Test the algorithm on 2 datasets: SAS (high-latitude) and a midlatitude radar. Document and debug problems.[done]

The poster above shows a comparison of SAS (high-latitude) vs. CVW (mid-latitude) on Feb 7 2018 (good data, no dual-frequency on this day). They are both doing better than the traditional model, but on CVW on that day some IS is being misclassified as GS on other beams that are not shown there (you can see evidence of this in Figure 10 at range gate 20 - there should not be a bump in both IS and GS in the same range gate).

Next steps here is to study a few days of data, and figure out a better evaluation criteria than what we are currently using (median |velocity| > 15 m/s). Some options are to use a ratio of high:low velocity like in Ribeiro et. al., or to base it on velocity and spectral width like the traditional method does.

Create a poster for the SuperDARN workshop (6/3 thru 6/8). Use lots of graphs with good descriptions. Due 5/30. [done]
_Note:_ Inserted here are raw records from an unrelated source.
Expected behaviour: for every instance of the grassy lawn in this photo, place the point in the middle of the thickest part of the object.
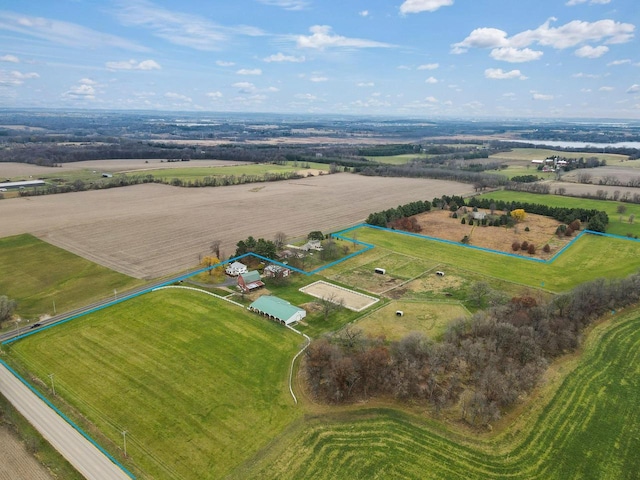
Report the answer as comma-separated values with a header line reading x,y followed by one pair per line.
x,y
618,224
199,384
36,274
590,257
589,428
428,318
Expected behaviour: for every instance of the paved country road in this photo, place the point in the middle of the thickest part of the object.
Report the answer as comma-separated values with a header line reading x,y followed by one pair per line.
x,y
82,454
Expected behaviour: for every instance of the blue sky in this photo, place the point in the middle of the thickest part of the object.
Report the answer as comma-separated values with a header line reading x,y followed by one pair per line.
x,y
417,58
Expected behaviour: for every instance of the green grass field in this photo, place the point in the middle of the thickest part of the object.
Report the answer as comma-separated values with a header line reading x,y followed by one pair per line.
x,y
431,319
37,274
542,153
588,258
198,383
590,428
618,224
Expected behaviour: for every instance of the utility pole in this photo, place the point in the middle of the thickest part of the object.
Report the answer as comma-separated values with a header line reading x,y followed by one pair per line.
x,y
124,439
53,386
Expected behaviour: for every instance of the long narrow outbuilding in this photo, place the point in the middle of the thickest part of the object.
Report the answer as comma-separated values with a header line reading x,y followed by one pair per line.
x,y
278,309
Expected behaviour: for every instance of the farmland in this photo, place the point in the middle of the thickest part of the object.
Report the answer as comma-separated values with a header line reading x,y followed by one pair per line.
x,y
576,432
39,274
619,224
203,392
588,258
147,231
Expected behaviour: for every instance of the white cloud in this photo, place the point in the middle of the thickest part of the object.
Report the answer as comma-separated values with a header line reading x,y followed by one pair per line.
x,y
15,78
281,57
619,62
499,74
515,55
178,97
322,37
10,59
571,3
541,96
287,4
187,30
64,33
417,6
585,75
133,65
246,71
245,87
83,91
565,36
591,52
306,96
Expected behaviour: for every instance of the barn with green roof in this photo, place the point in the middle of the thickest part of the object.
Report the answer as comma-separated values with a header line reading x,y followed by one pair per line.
x,y
278,309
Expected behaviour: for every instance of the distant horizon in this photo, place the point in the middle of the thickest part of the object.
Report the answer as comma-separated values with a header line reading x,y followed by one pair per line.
x,y
397,117
403,58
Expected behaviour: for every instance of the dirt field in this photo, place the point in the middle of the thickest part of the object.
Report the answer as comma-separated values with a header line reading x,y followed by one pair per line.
x,y
16,463
151,230
439,223
352,300
11,170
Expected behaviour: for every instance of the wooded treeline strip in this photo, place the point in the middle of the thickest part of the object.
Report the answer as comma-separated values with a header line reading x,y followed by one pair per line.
x,y
483,364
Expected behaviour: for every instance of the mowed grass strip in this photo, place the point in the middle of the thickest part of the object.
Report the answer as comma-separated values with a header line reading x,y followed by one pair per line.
x,y
588,258
589,429
37,274
199,384
618,224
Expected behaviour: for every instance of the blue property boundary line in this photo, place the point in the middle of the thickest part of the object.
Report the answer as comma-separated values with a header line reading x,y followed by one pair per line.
x,y
340,235
67,419
474,247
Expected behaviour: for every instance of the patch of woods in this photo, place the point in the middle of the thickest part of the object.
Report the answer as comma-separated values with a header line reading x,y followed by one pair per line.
x,y
397,218
483,365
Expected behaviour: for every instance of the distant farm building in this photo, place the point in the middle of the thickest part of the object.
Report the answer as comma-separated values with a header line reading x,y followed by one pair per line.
x,y
250,281
273,271
236,268
278,309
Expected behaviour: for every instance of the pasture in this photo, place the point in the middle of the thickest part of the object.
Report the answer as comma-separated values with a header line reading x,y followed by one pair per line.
x,y
618,223
587,426
37,274
147,231
588,258
542,153
431,319
199,384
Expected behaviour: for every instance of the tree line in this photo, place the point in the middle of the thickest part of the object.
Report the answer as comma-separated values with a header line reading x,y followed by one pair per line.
x,y
484,363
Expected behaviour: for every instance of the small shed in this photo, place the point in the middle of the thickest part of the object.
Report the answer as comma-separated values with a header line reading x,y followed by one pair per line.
x,y
278,309
249,281
273,271
236,268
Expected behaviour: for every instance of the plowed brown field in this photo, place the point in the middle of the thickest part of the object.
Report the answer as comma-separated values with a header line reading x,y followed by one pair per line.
x,y
148,231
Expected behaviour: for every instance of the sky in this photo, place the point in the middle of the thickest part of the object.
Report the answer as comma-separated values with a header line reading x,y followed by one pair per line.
x,y
411,58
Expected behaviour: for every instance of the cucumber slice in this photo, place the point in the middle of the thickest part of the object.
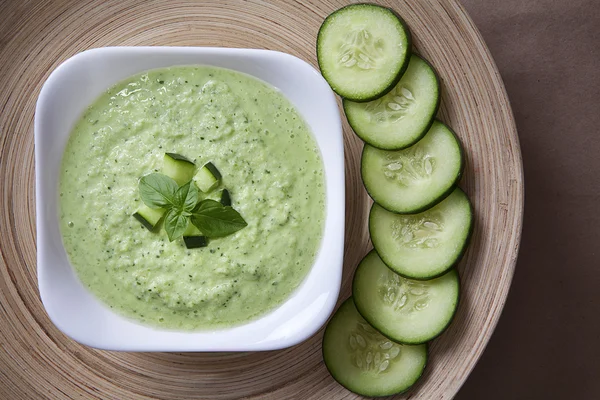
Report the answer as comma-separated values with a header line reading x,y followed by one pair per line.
x,y
363,50
193,238
414,179
225,197
401,117
366,362
179,168
208,177
405,310
424,245
149,217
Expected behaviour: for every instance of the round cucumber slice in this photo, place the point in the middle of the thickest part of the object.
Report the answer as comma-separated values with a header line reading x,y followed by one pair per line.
x,y
414,179
401,117
425,245
405,310
366,362
363,50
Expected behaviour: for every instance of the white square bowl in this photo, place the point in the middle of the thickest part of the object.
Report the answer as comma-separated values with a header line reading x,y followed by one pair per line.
x,y
74,310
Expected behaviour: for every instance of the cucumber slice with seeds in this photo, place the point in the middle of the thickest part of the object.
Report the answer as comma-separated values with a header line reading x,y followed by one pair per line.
x,y
414,179
149,217
424,245
208,177
401,117
405,310
366,362
363,50
179,168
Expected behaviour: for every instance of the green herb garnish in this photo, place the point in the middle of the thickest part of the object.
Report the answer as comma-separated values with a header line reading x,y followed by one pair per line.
x,y
182,206
216,220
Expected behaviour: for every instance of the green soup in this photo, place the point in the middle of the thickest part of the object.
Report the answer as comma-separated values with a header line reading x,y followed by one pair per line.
x,y
269,161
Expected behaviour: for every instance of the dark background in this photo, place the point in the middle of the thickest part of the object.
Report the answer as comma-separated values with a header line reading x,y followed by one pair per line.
x,y
547,343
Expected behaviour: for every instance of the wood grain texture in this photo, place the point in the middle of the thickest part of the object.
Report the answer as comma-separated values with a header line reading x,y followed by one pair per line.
x,y
38,361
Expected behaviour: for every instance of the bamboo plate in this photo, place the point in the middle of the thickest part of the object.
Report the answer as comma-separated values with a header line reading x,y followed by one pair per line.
x,y
37,361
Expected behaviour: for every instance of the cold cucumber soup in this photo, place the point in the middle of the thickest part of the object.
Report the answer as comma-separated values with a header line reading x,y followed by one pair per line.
x,y
267,160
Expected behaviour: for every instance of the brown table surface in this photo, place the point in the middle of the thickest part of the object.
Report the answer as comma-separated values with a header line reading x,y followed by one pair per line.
x,y
547,343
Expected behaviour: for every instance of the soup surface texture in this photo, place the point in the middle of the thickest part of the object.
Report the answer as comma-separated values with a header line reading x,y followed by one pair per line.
x,y
269,162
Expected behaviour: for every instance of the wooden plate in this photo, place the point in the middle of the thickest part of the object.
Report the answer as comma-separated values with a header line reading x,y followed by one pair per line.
x,y
37,361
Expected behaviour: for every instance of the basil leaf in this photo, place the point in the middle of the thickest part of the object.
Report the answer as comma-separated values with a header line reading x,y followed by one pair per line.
x,y
176,222
216,220
157,190
186,197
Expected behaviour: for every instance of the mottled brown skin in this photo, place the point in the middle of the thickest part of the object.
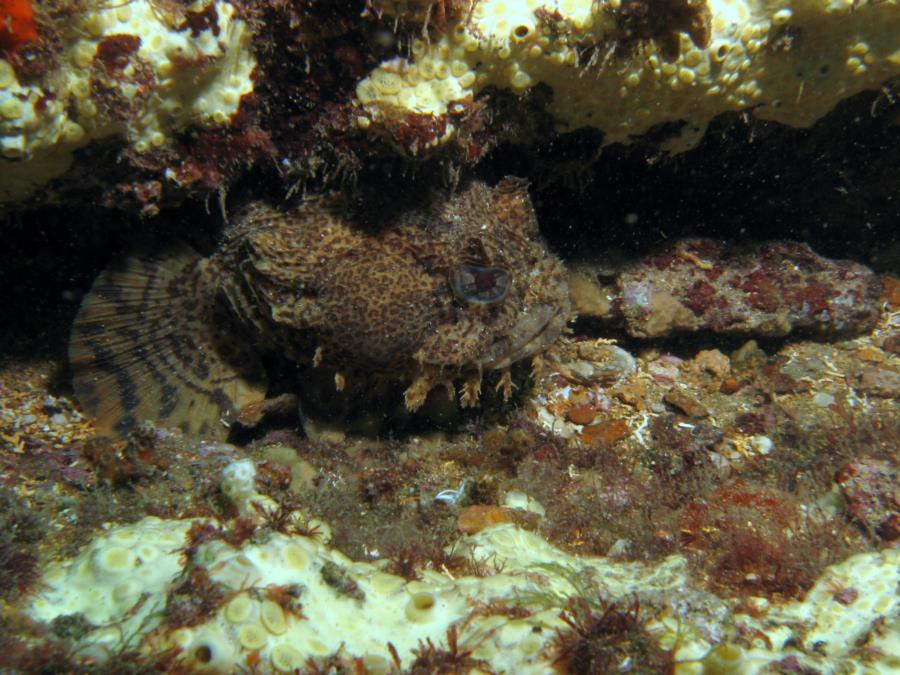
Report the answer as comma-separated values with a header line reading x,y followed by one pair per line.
x,y
322,284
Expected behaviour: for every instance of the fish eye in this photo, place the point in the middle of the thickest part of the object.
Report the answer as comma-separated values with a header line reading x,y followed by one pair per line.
x,y
478,285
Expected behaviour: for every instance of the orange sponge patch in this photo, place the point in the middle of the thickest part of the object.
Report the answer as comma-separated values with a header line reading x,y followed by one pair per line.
x,y
17,25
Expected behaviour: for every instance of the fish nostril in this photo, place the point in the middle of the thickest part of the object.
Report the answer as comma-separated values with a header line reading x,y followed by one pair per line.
x,y
479,285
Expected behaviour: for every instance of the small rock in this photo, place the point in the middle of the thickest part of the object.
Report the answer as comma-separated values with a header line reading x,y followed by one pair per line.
x,y
714,362
879,381
606,433
581,414
475,518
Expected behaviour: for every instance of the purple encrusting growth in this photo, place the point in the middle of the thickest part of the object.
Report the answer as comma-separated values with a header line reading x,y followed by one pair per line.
x,y
768,289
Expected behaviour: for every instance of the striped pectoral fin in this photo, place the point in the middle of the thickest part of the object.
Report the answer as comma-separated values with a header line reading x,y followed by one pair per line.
x,y
146,345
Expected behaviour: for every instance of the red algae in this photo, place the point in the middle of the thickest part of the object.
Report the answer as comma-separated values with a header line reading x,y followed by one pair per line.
x,y
17,24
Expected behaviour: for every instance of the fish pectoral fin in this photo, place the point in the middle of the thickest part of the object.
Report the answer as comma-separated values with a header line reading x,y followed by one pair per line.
x,y
148,344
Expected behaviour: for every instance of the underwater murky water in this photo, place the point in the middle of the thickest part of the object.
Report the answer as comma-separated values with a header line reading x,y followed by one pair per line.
x,y
447,336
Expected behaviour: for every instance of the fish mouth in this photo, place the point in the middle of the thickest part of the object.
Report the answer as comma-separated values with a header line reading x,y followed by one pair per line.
x,y
537,328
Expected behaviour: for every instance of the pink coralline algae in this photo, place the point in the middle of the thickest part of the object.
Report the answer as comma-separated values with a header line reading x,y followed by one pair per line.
x,y
767,289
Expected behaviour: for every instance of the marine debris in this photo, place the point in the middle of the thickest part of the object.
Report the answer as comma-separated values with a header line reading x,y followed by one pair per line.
x,y
194,96
652,435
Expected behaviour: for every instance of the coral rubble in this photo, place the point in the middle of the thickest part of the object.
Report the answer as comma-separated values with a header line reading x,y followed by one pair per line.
x,y
765,289
626,66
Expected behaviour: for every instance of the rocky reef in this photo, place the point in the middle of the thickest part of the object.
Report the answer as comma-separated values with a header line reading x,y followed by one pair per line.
x,y
345,396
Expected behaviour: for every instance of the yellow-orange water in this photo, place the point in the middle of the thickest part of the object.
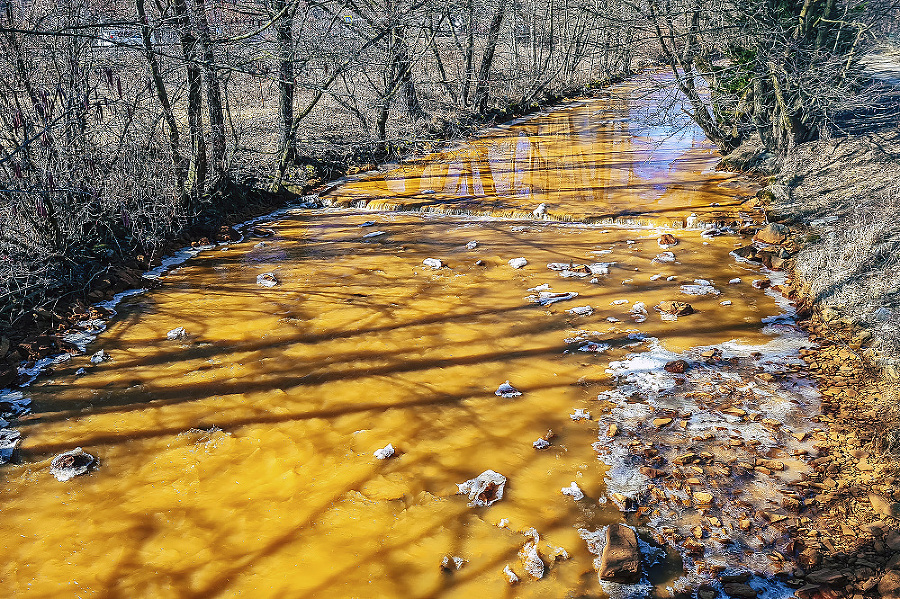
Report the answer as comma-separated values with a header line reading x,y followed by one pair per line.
x,y
361,345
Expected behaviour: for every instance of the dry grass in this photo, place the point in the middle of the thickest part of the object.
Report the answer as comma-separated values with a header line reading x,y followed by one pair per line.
x,y
847,191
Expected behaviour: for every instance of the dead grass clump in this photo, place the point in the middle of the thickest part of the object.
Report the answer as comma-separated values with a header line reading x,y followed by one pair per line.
x,y
847,192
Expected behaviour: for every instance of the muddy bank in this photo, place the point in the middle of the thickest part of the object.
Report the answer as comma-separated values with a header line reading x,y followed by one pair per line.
x,y
837,202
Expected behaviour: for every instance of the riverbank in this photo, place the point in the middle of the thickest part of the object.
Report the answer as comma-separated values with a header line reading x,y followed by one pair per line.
x,y
45,319
839,199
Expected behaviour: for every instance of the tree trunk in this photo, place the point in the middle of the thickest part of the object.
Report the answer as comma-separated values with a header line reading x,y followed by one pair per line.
x,y
286,84
213,93
196,178
487,59
163,97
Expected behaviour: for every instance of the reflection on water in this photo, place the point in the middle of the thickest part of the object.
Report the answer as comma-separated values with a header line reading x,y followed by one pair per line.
x,y
239,460
593,161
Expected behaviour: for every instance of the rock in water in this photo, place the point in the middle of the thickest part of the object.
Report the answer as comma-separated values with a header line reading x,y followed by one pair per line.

Poster for SuperDARN workshop 2018

Clean up code. Put in a virtual environment. [done / will need more work]

Python 3 virtual environment is now set up, and installation is pretty easy within a virtual environment. The code needs more work, but that will have to happen at the end of the summer, once the project is more complete and I know what kind of structure everything will be in.

Create a GitHub toolkit with the code. [done]

See main page for a link.

Produce online documentation. [done]

Documentation is available here and on the Github page (link on front page). All functions within the superdarn_cluster module are documented with docstrings, but the plotters are not well documented because they are likely to change.